Starting Maize Production And Export From Nigeria

 Starting Maize Production And Export From Nigeria
Maize

One of the food crops grown in Nigeria is Maize. Maize (Zea mays L.), or corn as it is called in USA, has a multitude of uses and ranks second to wheat among the world’s cereal crops in terms of total production. Also, because of its worldwide distribution and lower prices relative to other cereals, maize has a wider range of uses than any other cereal.

Worldwide production of maize is 785 million tons, with the largest producer, the United States, producing 42%. Africa produces 6.5% and the largest African producer is Nigeria with nearly 8 million tons, followed by South Africa. Africa imports 28% of the required maize from countries outside the continent.

According to 2007 FAO estimates, 158 million hectares of maize are harvested worldwide.

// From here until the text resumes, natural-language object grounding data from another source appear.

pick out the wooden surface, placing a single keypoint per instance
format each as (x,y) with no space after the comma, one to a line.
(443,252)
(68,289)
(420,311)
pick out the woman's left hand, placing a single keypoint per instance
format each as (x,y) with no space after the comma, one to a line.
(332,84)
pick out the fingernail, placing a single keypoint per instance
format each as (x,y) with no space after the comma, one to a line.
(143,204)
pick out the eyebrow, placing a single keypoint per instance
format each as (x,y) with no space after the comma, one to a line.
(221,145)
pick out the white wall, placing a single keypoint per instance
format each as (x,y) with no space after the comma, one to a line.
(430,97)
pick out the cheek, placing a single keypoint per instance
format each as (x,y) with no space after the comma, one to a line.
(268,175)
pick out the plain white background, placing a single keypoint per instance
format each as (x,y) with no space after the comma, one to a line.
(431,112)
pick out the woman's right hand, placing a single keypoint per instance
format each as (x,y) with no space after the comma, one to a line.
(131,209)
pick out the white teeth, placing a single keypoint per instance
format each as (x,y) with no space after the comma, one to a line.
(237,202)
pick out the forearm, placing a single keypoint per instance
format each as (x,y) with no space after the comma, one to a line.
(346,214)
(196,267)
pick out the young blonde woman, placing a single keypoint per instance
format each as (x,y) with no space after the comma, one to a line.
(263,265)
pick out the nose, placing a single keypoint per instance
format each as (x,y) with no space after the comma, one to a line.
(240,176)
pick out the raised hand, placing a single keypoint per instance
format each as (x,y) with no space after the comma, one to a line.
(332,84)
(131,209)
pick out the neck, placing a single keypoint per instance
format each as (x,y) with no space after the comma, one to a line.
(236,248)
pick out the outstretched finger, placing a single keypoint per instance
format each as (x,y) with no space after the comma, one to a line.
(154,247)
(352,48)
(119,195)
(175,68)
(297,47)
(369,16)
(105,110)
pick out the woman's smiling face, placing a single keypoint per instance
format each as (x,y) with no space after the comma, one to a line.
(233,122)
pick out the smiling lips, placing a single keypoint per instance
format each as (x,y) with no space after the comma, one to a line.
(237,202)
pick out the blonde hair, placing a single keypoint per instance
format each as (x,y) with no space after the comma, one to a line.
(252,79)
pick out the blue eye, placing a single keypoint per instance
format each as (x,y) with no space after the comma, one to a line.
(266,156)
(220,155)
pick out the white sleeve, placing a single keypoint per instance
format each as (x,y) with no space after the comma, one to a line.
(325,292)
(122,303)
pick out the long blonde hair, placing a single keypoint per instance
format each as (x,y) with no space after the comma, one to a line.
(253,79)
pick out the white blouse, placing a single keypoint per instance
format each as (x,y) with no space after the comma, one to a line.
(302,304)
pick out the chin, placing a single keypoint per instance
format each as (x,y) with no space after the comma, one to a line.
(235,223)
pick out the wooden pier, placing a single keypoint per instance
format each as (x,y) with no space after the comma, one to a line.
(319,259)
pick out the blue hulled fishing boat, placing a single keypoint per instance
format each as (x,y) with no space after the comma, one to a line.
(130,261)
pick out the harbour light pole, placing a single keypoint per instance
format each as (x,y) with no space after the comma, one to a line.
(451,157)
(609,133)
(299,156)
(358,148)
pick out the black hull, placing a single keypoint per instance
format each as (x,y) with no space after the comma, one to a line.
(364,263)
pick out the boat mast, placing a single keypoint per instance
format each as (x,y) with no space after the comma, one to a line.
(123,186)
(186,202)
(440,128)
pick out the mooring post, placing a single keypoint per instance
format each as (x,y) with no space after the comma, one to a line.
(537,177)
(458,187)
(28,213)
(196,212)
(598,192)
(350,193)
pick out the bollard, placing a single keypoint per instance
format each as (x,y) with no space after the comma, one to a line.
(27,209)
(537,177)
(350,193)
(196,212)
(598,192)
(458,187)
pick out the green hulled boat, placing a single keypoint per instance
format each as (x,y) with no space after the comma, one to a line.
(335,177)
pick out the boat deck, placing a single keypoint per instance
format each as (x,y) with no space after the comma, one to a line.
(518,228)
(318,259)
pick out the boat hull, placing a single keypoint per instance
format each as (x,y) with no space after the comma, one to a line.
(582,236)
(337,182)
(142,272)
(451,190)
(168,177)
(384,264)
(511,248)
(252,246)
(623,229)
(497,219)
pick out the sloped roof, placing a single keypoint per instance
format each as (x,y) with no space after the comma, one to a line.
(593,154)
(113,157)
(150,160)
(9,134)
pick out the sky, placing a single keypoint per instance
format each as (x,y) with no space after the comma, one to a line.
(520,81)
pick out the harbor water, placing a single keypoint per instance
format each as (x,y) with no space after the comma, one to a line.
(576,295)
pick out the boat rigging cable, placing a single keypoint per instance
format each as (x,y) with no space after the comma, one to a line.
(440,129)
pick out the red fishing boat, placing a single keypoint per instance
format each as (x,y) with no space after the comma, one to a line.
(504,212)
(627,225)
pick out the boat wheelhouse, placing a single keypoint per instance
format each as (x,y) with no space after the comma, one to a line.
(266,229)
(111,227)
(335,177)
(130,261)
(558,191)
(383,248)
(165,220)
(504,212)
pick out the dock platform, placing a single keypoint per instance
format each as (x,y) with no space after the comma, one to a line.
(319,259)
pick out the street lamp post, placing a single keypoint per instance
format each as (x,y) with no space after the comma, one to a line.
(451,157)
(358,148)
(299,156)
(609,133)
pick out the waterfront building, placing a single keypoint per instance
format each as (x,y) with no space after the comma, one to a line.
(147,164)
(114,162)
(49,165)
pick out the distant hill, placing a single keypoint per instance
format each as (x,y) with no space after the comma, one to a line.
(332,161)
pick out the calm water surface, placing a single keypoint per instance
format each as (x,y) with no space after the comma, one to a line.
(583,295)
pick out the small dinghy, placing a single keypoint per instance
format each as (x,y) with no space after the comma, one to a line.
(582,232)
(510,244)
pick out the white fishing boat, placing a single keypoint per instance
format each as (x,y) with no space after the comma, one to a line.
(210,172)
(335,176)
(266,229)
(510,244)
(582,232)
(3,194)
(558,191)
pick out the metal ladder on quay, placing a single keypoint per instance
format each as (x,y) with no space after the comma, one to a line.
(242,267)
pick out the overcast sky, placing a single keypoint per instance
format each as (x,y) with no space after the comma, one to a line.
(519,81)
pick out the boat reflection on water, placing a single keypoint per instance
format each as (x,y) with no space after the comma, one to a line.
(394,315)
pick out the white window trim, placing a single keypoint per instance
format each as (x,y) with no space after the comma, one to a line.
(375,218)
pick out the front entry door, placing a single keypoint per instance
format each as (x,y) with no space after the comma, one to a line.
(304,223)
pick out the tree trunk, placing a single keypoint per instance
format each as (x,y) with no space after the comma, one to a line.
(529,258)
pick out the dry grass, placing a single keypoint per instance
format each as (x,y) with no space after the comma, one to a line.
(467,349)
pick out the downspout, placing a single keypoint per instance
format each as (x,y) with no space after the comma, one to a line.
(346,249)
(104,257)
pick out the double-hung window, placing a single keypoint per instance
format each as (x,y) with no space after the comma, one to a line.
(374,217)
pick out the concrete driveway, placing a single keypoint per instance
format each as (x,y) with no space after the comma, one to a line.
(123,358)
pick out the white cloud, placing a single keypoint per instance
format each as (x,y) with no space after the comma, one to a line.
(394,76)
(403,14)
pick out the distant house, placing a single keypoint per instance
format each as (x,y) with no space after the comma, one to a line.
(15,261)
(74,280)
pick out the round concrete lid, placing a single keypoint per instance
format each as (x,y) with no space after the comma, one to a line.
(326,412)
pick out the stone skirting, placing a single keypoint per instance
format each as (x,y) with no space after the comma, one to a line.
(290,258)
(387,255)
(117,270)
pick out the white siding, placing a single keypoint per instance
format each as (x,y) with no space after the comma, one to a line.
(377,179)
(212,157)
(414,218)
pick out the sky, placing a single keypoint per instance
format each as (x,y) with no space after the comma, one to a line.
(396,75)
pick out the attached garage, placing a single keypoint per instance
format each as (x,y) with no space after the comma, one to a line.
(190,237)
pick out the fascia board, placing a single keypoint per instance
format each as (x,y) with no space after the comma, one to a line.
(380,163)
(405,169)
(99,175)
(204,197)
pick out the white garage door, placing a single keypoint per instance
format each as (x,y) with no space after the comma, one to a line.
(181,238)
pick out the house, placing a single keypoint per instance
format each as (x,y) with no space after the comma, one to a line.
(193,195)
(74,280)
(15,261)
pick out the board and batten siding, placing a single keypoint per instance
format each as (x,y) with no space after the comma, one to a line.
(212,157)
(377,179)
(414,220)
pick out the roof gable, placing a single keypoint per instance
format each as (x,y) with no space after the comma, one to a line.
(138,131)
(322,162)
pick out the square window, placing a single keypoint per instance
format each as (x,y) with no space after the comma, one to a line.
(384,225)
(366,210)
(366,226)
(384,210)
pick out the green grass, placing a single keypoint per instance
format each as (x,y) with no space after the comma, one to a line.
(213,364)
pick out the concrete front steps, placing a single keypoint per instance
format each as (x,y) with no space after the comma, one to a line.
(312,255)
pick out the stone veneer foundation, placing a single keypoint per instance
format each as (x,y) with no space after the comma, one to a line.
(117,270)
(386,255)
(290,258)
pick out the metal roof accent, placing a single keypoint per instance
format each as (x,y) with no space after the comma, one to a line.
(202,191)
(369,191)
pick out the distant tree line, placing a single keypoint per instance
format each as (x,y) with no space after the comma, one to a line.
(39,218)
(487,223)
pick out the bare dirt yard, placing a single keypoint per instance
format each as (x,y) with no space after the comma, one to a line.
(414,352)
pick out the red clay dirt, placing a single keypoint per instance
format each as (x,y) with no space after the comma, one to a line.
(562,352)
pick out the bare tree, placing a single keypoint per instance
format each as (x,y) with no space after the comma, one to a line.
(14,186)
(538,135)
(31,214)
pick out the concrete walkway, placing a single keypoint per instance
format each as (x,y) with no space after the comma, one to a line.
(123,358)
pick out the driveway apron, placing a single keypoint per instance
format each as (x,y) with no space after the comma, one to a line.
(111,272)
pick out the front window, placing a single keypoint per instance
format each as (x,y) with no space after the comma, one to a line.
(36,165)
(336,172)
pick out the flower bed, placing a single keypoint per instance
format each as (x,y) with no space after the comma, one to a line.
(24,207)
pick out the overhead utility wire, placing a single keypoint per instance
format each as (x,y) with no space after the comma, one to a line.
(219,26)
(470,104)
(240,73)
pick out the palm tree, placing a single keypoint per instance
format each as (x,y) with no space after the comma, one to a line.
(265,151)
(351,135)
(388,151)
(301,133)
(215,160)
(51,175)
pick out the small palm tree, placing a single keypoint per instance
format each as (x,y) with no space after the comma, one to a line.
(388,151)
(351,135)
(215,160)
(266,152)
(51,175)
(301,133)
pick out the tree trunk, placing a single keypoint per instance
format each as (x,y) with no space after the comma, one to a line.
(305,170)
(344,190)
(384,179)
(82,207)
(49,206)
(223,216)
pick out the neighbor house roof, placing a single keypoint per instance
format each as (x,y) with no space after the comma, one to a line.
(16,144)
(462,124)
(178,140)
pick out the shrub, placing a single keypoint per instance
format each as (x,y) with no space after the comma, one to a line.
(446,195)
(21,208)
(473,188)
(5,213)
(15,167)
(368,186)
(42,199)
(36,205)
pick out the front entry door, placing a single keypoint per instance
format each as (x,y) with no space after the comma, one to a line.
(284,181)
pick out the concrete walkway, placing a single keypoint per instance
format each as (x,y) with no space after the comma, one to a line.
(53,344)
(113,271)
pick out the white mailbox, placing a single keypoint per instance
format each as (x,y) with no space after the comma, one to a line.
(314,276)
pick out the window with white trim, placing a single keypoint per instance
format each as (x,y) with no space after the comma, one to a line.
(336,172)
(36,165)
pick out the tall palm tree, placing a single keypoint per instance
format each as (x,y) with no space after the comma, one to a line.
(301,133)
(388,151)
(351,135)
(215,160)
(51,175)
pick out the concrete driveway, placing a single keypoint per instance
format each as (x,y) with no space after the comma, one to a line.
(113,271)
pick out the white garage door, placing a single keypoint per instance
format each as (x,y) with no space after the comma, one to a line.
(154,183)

Africa harvests 29 million hectares, with Nigeria, the largest producer in SSA, harvesting 3%, followed by Tanzania.

Yield per hectare of 2-4 tons per hectare should be expected though the actual yield is a function of the seedling used and the agricultural practice carried out during the life span of the crop. It takes about 90 to 120 days for maize to mature. Fertilizer application would help to improve soil fertility and crop yield. You can use 200 kg of NPK fertilizer (25:10:10) per hectare.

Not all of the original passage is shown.